Originally uploaded by - jaye -
My friend Sarah over at Skneposterous found out about the Sketchbook Project 2011 last October, and along with a few friends, we decided to try it.

We turned our books in in January, after scanning the pages in for posterity's sake. After spending so much time with the little moleskine, it was very hard to put the book in the mail, but I am excited to see it on tour, beginning in March. If it comes to a city near you, I hope you can go see the collection because so many of the artists involved, who I've begun following via twitter, facebook, and google reader, have shown so much delightful wit, delicious talent, and awe-inspiring insight that my life is deeply enriched by them.

Sketchbooks are ways of capturing our thoughts as we go along...More often than not, my sketchbooks remain incomplete. The get stuck on shelves, or I find a new one that is much cooler and will magically make me sketch more if I skip the old one and begin using a new one.

So I began sketching. In 2 months I completed more sketching than I had done in the last three years. Some of it was crummy; some of it was quickly done, and some of it was unplanned and didn't work out the way I expected. Some of it was simply the work of putting pencil to page and perhaps not even knowing where it would go until I had something--anything to work with.

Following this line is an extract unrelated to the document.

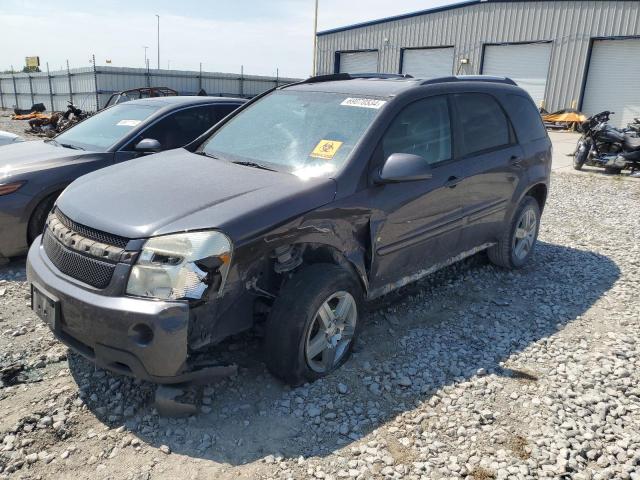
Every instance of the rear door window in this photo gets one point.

The idea of the hummingbird came from my friend Beth, who gave me a book of Audubon's illustrations this year; I was tumbling around ideas of hope with ideas of brokenness and something about not being able to carry on for a time....and this series of sketches involving a hummingbird who does not fly came about. I just started with pencil, since that felt simple and less intimidating to begin with. The victorian dirigible, I think, came from Sarah's sketchbook with dirigible's and submersibles, but I liked  the idea of the bird flying not under its own power. The ship's name, 'Hope', got me thinking about Emily Dickinson's poem, and I explored that in later pages.

Though the different illustrations are scattered throughout the book, I thought I'd discuss them in the context of the similar storylines together.